“Dima creates a poetry of space that I’ve never seen anyone else achieve,” Diamond said.

Born in 1954 in Moscow, Krymov was the only child of two titans of Russian theater: His father, Anatoly Efros, who was born in Kharkiv, Ukraine, was one of the leading Soviet theater directors of his generation, while his mother, Natalya Krymova, was an influential critic.

Krymov said his father was Jewish, and that his parents, who were concerned about antisemitism, gave him his mother’s more Russian-sounding surname. Before he could walk, he said, he crawled around the backstages of leading Moscow theaters.

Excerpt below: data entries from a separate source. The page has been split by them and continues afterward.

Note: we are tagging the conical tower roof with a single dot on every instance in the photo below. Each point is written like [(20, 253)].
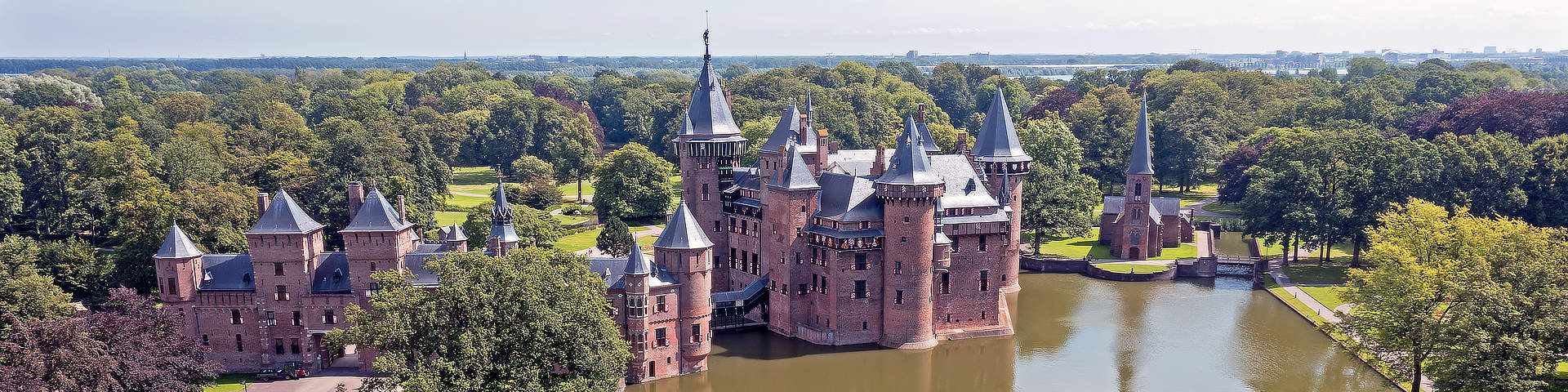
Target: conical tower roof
[(709, 114), (177, 245), (795, 175), (284, 216), (998, 140), (910, 163), (1142, 156), (376, 216), (683, 233)]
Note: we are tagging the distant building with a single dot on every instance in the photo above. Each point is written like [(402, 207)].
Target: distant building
[(1136, 225)]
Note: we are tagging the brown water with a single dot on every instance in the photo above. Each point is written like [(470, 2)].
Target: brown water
[(1073, 334)]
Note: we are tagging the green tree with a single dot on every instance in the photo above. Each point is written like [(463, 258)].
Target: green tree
[(632, 184), (615, 238), (533, 320)]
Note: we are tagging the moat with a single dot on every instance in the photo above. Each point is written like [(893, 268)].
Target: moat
[(1073, 334)]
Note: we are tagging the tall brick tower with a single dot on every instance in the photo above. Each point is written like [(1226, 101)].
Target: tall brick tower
[(910, 192), (709, 141), (688, 255), (637, 278), (504, 237), (791, 196), (1004, 163), (179, 270), (1137, 242)]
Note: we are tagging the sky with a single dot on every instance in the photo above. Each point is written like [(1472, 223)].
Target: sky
[(173, 29)]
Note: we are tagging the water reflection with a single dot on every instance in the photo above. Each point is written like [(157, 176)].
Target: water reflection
[(1073, 334)]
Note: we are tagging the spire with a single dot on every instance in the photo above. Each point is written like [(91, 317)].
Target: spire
[(376, 216), (998, 138), (1140, 162), (709, 110), (683, 233), (795, 176), (784, 132), (177, 245), (284, 216), (501, 216), (910, 163)]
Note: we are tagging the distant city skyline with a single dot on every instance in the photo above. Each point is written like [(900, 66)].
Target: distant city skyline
[(190, 29)]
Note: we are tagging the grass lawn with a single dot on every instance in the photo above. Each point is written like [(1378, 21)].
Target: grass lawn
[(229, 383), (1303, 274), (1325, 295), (458, 203), (579, 242), (1131, 267), (446, 218)]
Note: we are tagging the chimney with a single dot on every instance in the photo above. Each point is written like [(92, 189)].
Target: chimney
[(262, 199), (356, 196), (879, 165), (402, 209)]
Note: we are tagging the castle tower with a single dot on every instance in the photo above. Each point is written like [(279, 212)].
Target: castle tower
[(910, 192), (791, 196), (637, 278), (1004, 163), (504, 237), (688, 253), (1136, 238), (376, 238), (709, 141), (177, 267)]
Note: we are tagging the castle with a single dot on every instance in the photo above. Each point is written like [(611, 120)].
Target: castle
[(1137, 226), (835, 247)]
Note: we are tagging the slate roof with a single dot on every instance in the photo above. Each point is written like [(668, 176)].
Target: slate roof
[(683, 233), (376, 216), (228, 272), (1142, 162), (787, 131), (795, 175), (332, 274), (1162, 206), (177, 245), (284, 216), (707, 114), (910, 163), (847, 198), (998, 140)]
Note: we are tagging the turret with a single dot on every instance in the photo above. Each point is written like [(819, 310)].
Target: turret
[(687, 253), (504, 237), (791, 196), (1004, 163), (707, 145), (911, 194), (177, 267)]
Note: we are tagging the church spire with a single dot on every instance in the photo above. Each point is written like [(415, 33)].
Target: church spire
[(1142, 162)]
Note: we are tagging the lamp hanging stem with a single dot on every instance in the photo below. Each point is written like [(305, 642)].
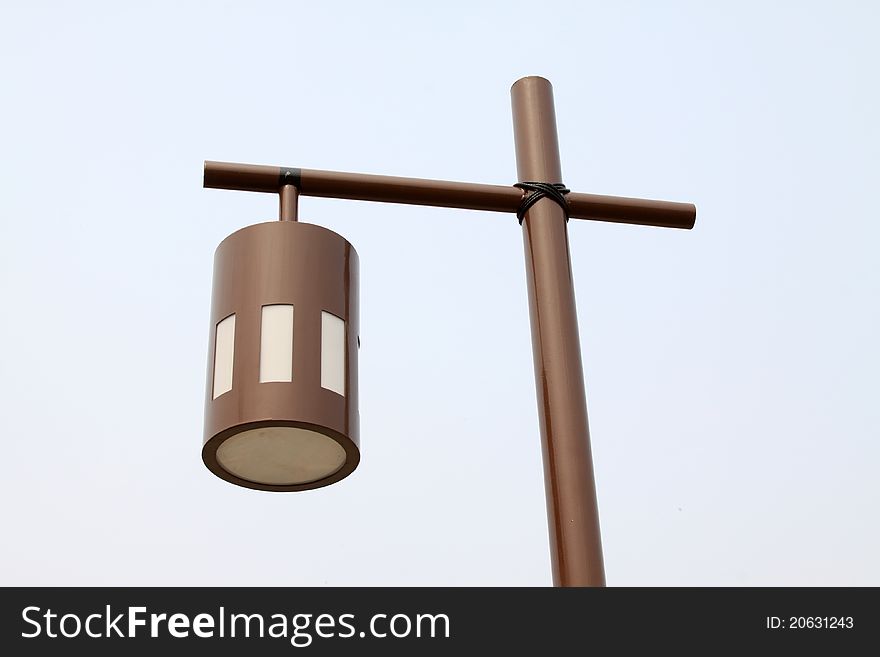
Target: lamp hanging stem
[(289, 201)]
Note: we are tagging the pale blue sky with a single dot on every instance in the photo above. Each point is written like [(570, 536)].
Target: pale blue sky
[(731, 371)]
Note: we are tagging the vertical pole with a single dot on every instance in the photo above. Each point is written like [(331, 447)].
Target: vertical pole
[(572, 511), (288, 196)]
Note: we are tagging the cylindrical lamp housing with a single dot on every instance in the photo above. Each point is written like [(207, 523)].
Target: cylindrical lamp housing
[(281, 412)]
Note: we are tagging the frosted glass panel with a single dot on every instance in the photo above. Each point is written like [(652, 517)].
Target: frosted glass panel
[(332, 353), (276, 344), (224, 353)]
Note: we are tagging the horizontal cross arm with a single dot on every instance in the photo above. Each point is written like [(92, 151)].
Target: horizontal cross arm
[(418, 191)]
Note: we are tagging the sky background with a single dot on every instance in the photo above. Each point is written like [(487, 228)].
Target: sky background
[(731, 370)]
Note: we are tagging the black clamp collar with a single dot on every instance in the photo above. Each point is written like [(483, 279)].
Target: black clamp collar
[(538, 190)]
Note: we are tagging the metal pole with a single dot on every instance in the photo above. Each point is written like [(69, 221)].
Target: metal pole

“I never felt I was living in my father’s shadow,” he said. “My parents didn’t pressure me.”

After graduating from the Moscow Art Theater School in 1976, he initially started out as a set designer, which has deeply informed his approach. He eventually became a successful painter, and returned to the theater in 2002 almost by accident, he said, and only reluctantly. He had mentioned to an actor friend an idea for a plot twist in “Hamlet” in which the ghost of Hamlet’s father doesn’t want his death avenged. At his friend’s urging, he directed the play, which bombed with critics but proved a hit with theatergoers.

Soon he began teaching at the Russian Institute of Theater Arts, the oldest theatrical school in Russia, and he went on to direct and design dozens of productions.

He and his wife, Inna, a frequent collaborator, who often finishes his sentences and lives with him in New York, have one son, age 40, who lives in Miami.